Accumulation Point at Infinity?

This is a follow up question to the one I posted here. So my new question involves accumulation points and infinity. Can infinity be considered an accumulation point? For example consider the following set $$S = \{ 2^n + \frac{1}{k} \space : \space n, k \in N \}$$ Now if we fix $n$ the set tends to $2^n$ but if we fix $k$ the set tends to $\infty$. Does this mean that accumulation points exist at $2^n$ and $\infty$? Any help would be appreciated.

• If you think of $\infty$ as defining the one-point compactification of the set, then sure. – Euler....IS_ALIVE Feb 6 '13 at 3:32
• Yes. If you know the definition of accumulation point, this should be straightforward to show. Furthermore, these are the only accumulation points. – Brett Frankel Feb 6 '13 at 3:32
• There's a confusing typo in the sentence that starts with "Now if". – Michael Hardy Feb 6 '13 at 3:39
• It depends on the ambient set and topology. If it is $\mathbb{R}$ with the usual topology, then $\infty$ is not a point, so cannot be an accumulation point. So the accumulation points are $\{2^n\}_{n \in \mathbb{N}}$ in this case. – copper.hat Feb 6 '13 at 3:41
• I've applied what I think is the appropriate correction to the typo @MichaelHardy mentions, based on context; please let me know if this is wrong. – Steven Stadnicki Feb 6 '13 at 3:54

When thinking about limits and accumulation points one needs to really think topologically and keep in mind the the names of the points in your space are just names, nothing more. If your space does not contain a point named $\infty$ then infinity can't be an accumulation point of anything. So that would be the first thing to notice. Now, there are various different and useful ways of adjoining infinit(y)(ies) into familiar spaces.
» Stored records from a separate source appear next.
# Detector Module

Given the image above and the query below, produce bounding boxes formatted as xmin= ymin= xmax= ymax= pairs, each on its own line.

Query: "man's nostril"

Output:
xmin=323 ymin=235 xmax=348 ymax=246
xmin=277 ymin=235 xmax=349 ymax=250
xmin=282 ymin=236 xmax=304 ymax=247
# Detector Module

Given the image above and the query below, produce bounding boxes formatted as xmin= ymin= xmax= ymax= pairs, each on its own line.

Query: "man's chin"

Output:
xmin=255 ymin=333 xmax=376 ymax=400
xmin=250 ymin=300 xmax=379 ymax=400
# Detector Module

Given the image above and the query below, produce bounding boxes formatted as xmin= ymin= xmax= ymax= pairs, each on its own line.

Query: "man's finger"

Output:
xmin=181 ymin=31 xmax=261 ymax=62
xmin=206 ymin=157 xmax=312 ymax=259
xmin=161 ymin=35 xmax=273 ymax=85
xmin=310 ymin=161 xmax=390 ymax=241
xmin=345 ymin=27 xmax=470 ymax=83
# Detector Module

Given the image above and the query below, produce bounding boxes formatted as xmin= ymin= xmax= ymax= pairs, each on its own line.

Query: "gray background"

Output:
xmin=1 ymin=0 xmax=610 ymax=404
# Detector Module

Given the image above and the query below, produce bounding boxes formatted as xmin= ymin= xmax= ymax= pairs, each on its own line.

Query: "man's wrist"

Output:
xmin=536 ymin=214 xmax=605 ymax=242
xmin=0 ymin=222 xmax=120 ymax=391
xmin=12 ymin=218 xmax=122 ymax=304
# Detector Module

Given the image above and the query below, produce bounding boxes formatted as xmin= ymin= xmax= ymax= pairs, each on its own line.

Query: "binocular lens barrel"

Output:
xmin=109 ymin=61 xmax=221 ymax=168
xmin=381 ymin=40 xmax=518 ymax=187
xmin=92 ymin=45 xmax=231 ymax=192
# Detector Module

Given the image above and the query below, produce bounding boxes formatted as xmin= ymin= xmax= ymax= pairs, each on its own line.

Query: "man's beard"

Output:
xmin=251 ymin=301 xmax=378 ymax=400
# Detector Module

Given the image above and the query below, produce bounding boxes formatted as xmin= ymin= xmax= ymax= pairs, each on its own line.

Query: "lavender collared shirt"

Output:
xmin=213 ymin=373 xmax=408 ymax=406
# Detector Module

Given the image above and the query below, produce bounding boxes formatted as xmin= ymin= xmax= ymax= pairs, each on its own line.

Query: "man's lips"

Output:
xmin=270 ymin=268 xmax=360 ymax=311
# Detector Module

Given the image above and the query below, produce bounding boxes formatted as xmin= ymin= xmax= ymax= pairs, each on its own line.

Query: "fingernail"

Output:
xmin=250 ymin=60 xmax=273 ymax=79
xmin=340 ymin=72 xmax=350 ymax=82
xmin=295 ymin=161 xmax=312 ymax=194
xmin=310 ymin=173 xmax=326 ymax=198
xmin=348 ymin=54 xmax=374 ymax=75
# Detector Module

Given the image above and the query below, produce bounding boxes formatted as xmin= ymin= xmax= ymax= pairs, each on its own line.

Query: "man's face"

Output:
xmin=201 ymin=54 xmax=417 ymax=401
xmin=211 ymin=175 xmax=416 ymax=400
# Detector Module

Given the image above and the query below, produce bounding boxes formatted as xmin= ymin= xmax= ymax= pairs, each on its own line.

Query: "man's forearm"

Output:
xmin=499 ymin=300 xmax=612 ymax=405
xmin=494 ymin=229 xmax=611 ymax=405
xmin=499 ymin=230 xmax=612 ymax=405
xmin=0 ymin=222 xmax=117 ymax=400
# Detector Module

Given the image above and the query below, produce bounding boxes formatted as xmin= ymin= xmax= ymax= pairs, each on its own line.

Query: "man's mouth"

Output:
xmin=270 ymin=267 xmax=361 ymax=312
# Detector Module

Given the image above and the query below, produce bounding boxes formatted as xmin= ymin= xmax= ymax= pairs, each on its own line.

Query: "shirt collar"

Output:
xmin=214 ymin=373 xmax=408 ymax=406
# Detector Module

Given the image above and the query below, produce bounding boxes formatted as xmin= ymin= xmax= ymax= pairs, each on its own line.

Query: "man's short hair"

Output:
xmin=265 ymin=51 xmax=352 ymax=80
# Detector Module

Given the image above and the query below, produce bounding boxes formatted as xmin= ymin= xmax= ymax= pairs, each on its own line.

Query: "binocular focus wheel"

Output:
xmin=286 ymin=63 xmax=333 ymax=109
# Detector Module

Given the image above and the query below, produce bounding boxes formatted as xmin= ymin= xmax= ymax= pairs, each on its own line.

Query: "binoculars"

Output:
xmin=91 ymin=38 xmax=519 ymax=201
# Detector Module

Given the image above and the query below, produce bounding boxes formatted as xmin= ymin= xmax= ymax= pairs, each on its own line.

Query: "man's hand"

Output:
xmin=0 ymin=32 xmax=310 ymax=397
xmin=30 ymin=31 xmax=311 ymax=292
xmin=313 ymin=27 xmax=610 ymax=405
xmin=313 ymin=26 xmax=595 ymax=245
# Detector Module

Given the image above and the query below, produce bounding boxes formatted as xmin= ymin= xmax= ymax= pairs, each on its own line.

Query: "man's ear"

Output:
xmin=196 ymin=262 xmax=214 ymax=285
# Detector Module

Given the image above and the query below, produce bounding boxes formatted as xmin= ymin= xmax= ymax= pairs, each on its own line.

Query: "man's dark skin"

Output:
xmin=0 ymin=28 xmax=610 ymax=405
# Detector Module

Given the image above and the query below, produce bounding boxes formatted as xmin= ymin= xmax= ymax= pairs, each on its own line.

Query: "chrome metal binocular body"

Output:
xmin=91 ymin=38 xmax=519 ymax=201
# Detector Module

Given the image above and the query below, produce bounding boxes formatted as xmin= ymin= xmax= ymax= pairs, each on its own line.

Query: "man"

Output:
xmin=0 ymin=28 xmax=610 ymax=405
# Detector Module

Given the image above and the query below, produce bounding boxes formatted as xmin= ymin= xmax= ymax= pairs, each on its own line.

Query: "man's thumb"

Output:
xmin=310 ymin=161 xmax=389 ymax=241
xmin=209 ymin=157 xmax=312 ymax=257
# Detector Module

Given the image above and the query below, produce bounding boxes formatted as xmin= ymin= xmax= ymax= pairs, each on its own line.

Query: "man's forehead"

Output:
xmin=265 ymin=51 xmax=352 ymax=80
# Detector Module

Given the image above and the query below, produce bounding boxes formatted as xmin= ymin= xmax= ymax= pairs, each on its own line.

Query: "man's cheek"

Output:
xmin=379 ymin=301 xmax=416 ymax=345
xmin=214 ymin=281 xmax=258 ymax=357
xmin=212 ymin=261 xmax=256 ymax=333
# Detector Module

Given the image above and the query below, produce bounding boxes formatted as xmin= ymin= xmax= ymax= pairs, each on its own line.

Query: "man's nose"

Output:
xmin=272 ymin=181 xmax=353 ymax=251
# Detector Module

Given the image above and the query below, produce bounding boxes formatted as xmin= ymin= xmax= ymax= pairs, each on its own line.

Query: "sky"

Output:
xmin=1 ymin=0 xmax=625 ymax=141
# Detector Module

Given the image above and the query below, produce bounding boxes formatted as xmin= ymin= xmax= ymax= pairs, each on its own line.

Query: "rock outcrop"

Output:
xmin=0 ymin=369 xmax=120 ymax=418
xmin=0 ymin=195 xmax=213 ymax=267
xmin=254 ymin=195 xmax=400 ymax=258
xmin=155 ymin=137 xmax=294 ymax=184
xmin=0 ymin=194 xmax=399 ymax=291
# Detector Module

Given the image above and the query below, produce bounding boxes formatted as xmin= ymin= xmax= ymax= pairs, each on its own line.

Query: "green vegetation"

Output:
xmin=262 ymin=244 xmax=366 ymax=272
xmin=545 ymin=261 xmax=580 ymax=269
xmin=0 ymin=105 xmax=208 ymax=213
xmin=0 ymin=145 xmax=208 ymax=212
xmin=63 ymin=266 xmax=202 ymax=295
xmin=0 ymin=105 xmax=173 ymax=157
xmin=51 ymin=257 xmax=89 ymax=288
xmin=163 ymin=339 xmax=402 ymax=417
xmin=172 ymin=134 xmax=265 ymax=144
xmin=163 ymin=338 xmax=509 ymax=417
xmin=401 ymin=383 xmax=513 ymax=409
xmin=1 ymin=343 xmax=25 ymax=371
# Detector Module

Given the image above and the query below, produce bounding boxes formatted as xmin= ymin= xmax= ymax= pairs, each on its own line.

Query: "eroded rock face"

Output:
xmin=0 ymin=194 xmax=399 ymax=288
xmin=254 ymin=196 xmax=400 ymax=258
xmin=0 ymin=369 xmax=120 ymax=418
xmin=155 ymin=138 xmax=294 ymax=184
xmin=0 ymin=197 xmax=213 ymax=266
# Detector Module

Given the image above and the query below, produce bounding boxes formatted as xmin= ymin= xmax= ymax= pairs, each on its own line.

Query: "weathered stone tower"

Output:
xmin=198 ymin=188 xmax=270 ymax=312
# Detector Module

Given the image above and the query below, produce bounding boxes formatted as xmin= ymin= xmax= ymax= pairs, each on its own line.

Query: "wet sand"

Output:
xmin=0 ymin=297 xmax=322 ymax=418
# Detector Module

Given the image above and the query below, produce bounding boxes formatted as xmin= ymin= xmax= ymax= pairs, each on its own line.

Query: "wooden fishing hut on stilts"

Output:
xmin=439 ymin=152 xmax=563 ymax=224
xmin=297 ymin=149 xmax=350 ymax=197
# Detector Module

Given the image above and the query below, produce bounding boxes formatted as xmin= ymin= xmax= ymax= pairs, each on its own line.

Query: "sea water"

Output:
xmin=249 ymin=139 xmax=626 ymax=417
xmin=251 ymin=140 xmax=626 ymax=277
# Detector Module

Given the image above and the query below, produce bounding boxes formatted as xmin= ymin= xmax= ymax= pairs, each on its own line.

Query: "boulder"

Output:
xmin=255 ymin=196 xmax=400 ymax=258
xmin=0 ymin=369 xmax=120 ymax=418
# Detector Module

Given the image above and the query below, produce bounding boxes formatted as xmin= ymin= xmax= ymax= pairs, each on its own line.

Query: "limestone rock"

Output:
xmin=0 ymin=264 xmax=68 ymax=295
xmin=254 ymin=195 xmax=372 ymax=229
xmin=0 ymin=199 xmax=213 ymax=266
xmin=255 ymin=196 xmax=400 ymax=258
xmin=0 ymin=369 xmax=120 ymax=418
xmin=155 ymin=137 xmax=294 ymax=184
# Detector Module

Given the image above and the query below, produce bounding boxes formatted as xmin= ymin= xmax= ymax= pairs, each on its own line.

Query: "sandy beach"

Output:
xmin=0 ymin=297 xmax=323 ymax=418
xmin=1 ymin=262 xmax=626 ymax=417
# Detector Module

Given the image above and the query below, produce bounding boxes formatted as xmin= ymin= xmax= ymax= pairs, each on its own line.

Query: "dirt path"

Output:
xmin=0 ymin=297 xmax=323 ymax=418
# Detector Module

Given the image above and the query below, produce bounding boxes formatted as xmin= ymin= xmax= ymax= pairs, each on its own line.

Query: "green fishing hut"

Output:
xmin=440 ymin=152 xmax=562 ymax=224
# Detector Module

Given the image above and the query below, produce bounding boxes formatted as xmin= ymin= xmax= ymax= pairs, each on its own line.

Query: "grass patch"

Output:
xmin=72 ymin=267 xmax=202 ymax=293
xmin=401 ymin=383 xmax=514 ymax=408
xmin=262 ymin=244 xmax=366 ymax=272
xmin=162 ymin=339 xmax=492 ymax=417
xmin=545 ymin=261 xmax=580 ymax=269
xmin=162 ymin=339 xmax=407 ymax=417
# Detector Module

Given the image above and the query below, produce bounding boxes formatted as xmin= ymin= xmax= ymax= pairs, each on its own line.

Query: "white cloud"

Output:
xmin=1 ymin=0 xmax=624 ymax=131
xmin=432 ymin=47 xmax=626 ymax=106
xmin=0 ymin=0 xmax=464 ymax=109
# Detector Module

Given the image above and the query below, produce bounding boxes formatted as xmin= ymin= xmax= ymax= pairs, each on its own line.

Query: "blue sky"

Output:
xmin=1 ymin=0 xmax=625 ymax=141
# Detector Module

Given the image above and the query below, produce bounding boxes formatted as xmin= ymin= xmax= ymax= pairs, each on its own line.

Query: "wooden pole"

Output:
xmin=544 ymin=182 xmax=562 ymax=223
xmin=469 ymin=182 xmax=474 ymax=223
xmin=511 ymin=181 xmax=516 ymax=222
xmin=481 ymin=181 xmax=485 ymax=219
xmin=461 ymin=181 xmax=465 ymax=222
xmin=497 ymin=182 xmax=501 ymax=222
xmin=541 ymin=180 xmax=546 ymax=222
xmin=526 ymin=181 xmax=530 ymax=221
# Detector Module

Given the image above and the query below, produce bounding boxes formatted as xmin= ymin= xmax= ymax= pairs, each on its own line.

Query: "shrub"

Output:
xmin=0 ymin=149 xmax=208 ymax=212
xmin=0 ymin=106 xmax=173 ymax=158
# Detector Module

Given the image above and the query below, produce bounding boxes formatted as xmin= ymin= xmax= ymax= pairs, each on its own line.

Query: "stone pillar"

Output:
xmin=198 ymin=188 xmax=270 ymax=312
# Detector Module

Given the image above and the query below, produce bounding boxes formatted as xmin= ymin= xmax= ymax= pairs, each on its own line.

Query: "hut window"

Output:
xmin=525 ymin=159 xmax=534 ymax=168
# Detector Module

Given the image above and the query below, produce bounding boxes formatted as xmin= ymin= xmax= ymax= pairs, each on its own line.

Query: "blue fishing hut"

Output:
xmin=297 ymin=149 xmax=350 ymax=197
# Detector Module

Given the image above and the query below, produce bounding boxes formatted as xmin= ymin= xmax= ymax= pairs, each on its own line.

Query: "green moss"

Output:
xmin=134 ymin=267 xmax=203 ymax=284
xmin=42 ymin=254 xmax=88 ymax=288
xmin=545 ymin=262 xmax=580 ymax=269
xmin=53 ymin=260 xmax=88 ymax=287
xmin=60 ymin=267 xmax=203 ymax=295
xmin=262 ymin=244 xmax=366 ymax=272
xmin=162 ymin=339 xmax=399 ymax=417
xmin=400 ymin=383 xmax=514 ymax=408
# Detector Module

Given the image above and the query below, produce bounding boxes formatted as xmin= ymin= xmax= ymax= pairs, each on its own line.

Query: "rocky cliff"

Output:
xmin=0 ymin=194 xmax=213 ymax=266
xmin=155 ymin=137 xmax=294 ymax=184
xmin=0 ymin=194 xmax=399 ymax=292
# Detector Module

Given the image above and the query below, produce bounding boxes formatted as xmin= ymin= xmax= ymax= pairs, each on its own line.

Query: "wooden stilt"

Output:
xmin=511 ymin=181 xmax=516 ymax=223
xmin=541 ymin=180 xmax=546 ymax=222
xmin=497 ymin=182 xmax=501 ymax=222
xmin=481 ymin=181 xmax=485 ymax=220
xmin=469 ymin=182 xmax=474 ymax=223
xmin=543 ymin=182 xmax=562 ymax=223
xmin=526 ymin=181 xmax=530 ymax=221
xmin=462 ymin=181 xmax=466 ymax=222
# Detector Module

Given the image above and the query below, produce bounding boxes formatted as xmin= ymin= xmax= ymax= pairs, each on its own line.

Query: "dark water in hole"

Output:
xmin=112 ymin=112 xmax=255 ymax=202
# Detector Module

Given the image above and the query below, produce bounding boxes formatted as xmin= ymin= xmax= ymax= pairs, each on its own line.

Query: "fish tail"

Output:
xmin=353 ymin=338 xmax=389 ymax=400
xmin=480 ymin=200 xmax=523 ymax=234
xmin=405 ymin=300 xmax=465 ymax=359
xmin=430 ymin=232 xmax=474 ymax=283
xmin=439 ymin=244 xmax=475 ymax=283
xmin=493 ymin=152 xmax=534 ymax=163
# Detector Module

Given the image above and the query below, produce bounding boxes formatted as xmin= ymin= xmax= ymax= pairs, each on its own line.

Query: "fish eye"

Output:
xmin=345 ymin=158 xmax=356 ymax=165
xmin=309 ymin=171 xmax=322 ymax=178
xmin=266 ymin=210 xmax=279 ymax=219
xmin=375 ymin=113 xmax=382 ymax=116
Above you are interested in a subset of $\mathbb R$ (that certainly has all $2^n$ as accumulation points as you mention) so you need to consider ways of adjoining something you'd like to call 'infinity' into the space $\mathbb R$. One way of doing that is to add two infinities, namely $\infty$ and $-\infty$. Then you need to extend the topology to include these.
There are various natural ways of doing that, and they will lead you to construct a topology on $\mathbb R \cup \{\pm \infty \}$ that is homeomorphic to $[-1,1]$ with the usual topology. With that topology $\infty$ will be an accumulation point of your set. Equivalently, applying the homeomorphism to the set will give you a subset of $[-1,1]$ that has $1$ as an accumulation point. This illustrates well that the names of the points are just names, nothing more, and now $\infty$ has been completely demystified.
Another possibility of adding infinity to $\mathbb R$ is to merge $\infty$ and $-\infty$ into a single infinity. The result space is going to be homeomorphic to a circle, say $\{z\in \mathbb C \mid |z|=1\}$. This can be done in such a way that the homeomorphism maps the new infinity to any point on the circle you like, showing again the insignificance of the names of the points in the space.
If you're talking about $+\infty$, as opposed to $-\infty$ and also as opposed to a single $\infty$ at both ends of the line, then a basic open neighborhood of $+\infty$ is a set of the form $$(a,+\infty] = \left\{ x\in\mathbb R\cup\{+\infty\} : x>a \right\} = \left\{ x\in\mathbb R\cup\{+\infty\} : (x\in\mathbb R\ \&\ x>a)\text{ or }x=+\infty \right\}.$$ And an open neighborhood of $+\infty$ is any open set that has as a subset some basic open neighborhood of $+\infty$.
The point $+\infty$ is an accumulation point of a set $A$ precisely if every open neighborhood of $+\infty$ intersects $A$ at at least one point other than $+\infty$.